By Eric Sundquist
A commonly cited strategy to achieve lower emissions and energy use is highway capacity expansion intended to reduce delay. Such a strategy, which has justified many a CMAQ project, is straightforward and appealing to motorists who dislike traffic.
But, as a new brief from UC-Davis and hosted on the Caltrans website points out, congestion relief is usually short-lived, due to “induced demand” or “induced travel.” Author Susan Handy writes:
“The basic economic principles of supply and demand explain this phenomenon: adding capacity decreases travel time, in effect lowering the ‘price’ of driving; and when prices go down, the quantity of driving goes up. Induced travel counteracts the effectiveness of capacity expansion as a strategy for alleviating traffic congestion and offsets in part or in whole reductions in GHG emissions that would result from reduced congestion.”
The brief, called “Increasing Highway Capacity Unlikely to Relieve Traffic Congestion,” describes seven research findings on the topic:
- The quality of the evidence linking highway capacity expansion to increased VMT is high.

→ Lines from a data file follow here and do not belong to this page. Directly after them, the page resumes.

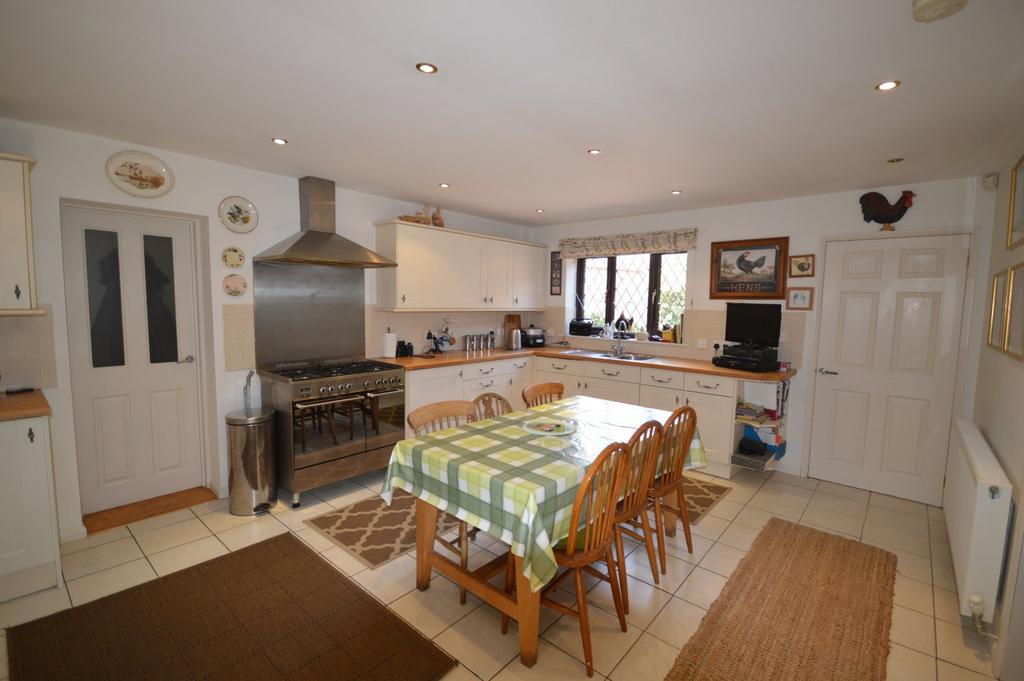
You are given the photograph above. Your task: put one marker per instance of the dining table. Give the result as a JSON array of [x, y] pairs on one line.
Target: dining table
[[507, 477]]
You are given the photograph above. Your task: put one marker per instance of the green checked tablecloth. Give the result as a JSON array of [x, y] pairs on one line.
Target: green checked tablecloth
[[514, 484]]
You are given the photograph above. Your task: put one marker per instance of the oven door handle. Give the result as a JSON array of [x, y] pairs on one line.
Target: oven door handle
[[345, 400], [386, 392]]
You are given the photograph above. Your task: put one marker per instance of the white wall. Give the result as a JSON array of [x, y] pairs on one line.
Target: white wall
[[997, 413], [948, 204], [71, 166]]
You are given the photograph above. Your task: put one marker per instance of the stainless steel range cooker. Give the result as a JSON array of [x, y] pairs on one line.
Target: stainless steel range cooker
[[335, 419]]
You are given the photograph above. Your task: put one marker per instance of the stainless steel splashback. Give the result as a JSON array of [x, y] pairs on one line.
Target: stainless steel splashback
[[307, 312]]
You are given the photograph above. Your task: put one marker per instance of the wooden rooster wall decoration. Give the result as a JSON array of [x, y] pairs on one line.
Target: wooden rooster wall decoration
[[878, 209]]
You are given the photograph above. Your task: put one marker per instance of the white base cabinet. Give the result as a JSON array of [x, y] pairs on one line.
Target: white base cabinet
[[29, 546], [714, 397]]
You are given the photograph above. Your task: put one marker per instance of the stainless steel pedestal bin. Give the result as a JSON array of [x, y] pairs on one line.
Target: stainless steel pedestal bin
[[253, 476]]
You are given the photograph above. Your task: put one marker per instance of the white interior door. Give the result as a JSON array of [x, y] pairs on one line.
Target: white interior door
[[131, 325], [887, 364]]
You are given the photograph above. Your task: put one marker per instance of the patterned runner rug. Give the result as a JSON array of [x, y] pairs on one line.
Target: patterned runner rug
[[802, 605], [377, 534], [274, 610]]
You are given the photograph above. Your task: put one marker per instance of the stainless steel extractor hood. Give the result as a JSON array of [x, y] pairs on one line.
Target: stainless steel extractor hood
[[317, 243]]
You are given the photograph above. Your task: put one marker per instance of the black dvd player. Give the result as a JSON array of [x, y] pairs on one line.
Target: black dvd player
[[745, 364]]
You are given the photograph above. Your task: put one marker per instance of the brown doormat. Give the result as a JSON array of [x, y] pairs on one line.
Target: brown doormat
[[271, 610], [802, 605], [377, 534]]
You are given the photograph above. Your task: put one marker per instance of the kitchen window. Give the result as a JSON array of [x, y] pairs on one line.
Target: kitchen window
[[649, 288]]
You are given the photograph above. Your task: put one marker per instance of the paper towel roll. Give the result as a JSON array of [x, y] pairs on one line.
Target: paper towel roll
[[390, 343]]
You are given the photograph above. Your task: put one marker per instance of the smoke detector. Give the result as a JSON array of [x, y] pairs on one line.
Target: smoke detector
[[927, 11]]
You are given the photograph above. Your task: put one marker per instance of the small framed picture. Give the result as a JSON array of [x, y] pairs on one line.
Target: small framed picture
[[997, 311], [800, 298], [556, 272], [801, 265], [1015, 312]]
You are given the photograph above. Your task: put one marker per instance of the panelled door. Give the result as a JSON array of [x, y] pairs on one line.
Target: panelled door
[[887, 364], [131, 325]]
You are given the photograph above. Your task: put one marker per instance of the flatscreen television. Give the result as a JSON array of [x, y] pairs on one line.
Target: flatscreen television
[[753, 324]]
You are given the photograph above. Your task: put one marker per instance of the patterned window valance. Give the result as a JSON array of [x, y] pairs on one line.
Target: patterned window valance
[[672, 241]]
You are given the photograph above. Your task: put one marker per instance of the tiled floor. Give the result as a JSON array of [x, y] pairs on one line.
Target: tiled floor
[[929, 643]]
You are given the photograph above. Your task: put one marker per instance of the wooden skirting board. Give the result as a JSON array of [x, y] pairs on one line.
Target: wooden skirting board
[[147, 508]]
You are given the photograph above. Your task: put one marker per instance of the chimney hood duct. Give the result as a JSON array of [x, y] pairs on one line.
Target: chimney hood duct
[[316, 243]]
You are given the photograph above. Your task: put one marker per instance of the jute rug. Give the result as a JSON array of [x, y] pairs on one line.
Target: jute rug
[[802, 605], [377, 534], [272, 610]]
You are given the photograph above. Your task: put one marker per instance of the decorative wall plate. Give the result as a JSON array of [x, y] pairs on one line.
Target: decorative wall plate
[[238, 214], [139, 174], [236, 285], [232, 256]]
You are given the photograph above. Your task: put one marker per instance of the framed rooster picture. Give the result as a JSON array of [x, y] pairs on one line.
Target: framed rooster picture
[[750, 268]]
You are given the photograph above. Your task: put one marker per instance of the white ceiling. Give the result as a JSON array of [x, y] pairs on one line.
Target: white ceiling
[[732, 101]]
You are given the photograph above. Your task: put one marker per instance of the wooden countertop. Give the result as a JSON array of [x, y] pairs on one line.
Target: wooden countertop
[[24, 406], [670, 364]]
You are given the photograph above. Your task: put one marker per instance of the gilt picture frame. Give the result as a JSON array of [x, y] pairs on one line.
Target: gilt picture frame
[[752, 268], [997, 311], [801, 265], [1015, 220], [1014, 344]]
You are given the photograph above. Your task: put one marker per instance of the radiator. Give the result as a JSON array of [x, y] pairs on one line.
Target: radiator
[[976, 503]]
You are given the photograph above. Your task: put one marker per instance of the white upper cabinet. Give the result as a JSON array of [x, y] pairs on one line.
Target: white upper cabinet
[[442, 269], [17, 285], [498, 272], [527, 275]]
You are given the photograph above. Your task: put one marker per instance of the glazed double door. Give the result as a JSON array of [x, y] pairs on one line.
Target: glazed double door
[[130, 290]]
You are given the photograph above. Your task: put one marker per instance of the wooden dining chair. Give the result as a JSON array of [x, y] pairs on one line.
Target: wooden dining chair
[[644, 449], [543, 393], [676, 437], [590, 541], [491, 405], [431, 418]]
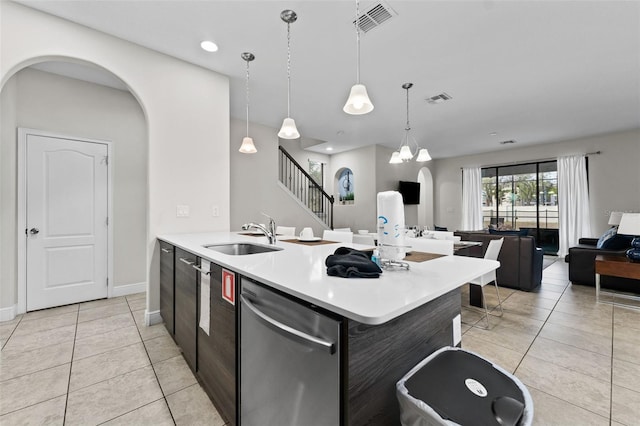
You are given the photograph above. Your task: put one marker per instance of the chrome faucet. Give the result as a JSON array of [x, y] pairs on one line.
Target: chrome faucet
[[270, 233]]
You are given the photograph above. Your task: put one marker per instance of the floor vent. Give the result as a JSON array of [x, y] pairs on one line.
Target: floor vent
[[374, 16], [438, 99]]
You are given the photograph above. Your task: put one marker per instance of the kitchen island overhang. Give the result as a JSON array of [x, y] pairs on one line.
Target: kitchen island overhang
[[299, 271], [387, 324]]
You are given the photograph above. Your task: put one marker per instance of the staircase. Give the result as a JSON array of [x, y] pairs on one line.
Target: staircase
[[306, 190]]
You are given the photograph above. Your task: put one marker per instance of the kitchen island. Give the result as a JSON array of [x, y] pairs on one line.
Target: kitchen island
[[387, 325]]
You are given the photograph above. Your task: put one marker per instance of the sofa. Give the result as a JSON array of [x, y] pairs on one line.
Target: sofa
[[520, 259], [581, 259]]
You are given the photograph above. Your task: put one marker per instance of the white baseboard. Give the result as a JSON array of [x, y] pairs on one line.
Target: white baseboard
[[152, 318], [7, 314], [127, 289]]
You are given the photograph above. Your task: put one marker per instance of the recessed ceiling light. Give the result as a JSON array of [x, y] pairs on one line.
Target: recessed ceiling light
[[209, 46]]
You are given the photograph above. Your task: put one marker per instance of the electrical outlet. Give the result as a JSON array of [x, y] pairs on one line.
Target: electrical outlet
[[182, 211]]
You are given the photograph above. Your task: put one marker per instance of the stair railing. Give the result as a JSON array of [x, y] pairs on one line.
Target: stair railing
[[304, 187]]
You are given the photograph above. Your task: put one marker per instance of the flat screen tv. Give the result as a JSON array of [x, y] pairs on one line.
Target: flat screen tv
[[410, 192]]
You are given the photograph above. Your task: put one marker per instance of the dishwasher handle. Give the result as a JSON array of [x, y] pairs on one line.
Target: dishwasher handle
[[287, 331]]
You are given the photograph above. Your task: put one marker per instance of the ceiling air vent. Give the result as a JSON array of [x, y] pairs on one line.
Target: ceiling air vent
[[438, 99], [374, 16]]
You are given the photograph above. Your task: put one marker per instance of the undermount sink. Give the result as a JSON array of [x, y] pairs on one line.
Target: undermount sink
[[241, 249]]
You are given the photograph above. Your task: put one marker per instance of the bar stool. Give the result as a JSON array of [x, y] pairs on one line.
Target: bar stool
[[493, 250]]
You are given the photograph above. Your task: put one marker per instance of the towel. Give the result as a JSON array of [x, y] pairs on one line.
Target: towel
[[205, 299], [391, 225], [346, 262]]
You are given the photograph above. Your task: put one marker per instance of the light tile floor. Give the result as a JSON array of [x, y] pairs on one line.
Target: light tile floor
[[579, 359], [96, 362]]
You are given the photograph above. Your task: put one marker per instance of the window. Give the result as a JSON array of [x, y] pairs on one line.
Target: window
[[523, 197]]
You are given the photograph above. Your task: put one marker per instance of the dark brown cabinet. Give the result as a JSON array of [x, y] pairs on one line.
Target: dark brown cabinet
[[217, 350], [167, 281], [186, 305]]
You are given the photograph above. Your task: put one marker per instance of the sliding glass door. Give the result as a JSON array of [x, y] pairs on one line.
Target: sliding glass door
[[523, 197]]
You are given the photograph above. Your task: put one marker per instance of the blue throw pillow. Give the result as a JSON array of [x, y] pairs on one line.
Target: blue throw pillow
[[611, 232], [617, 242], [522, 232]]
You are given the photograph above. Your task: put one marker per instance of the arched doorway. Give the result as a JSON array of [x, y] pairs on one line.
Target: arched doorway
[[77, 98], [425, 208]]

- Increased roadway capacity induces additional VMT in the short run and even more VMT in the long run.
- Capacity expansion leads to a net increase in VMT, not simply a shifting of VMT from one road to another.
- Increases in GHG emissions attributable to capacity expansion are substantial.
- Capacity expansion does not increase employment or other economic activity.
- Conversely, reductions in roadway capacity tend to produce social and economic benefits without worsening traffic congestion.
The brief is relevant anywhere highway capacity is being considered. In terms of policy, it is particularly salient in California, where rulemaking that would require project sponsors to account for induced travel under the state’s Environmental Quality Act is under way.
Eric Sundquist is Managing Director of SSTI.